Hadoop – psedodistributed mode installation – second time

I was waiting for a computing machine for hadoop. Unfortunatley I couldn’t get it for the past two months due to multiple commitments. Kannan and I visited one of the local computer stores before 2 weeks. I selected a Dell based tower based desktop. But for the desired config (i7/16GB RAM/500 GB) it is going out of my budget.

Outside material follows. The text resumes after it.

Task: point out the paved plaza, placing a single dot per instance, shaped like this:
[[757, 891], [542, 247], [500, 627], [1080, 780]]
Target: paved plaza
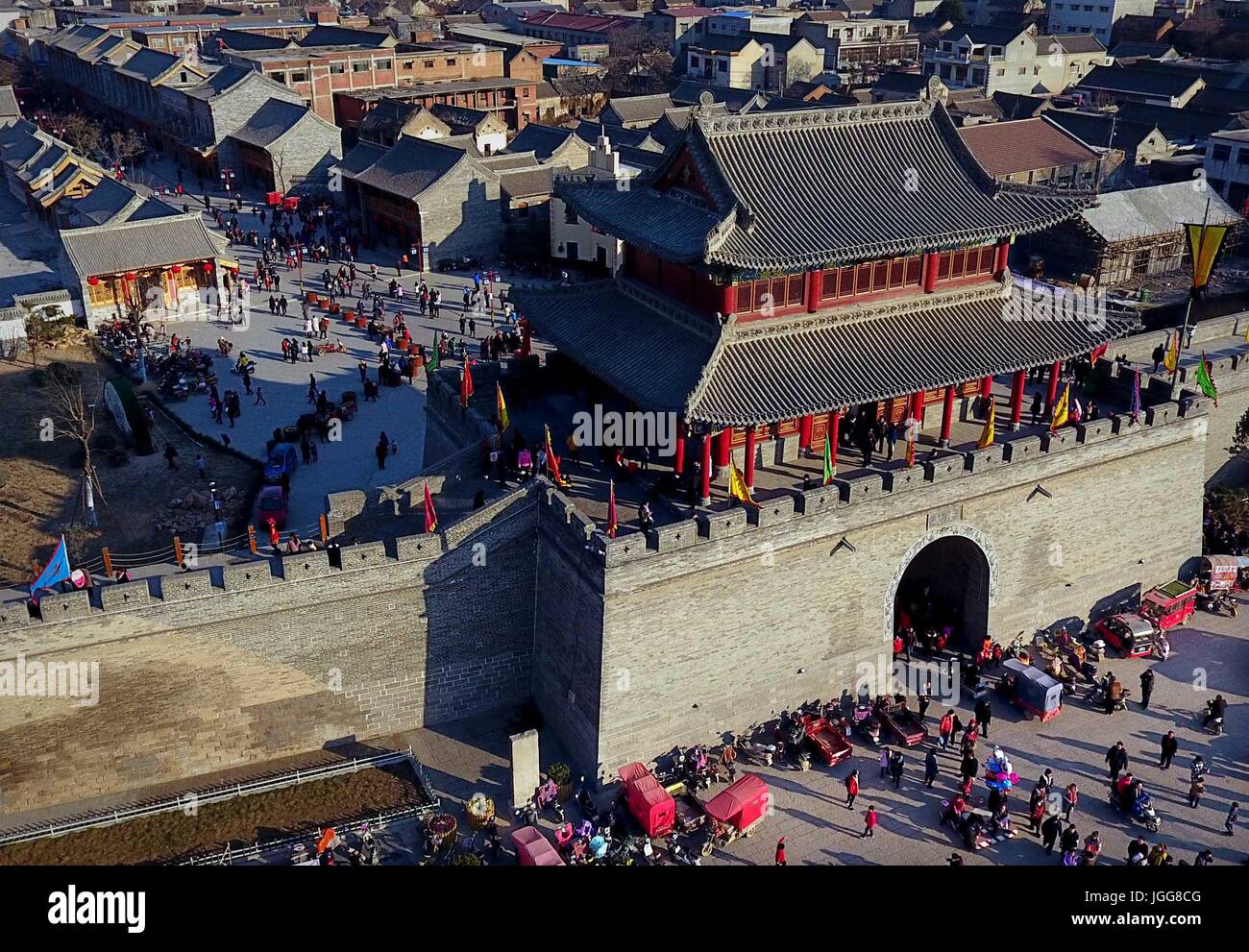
[[810, 807]]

I lost my hope and postponed the plan. I got a old model laptop with high config in a local expo. It doesn’t have modern features like touch screen, SSD harddisk. But I’m ok. I named it after Jeyamohan’s novel on Krishna – Neelam! (Neelam=Blue)

 

Here are the steps I followed to create the Hadoop environment. This is more precised than my earlier post.

Here is the summary of Hadoop – psedodistributed mode installation. This is my 2nd post regarding the environmental setup.

System Specs

  • OS: Ubuntu 64 bit/VMware Workstation Player
  • RAM: 8 GB
  • CPU: 4
  • Java: 1.8
  • Hadoop: 2.6

Update Ubuntu

Let’s update ubuntu first before starting the process. This may take much time based on your update frequency.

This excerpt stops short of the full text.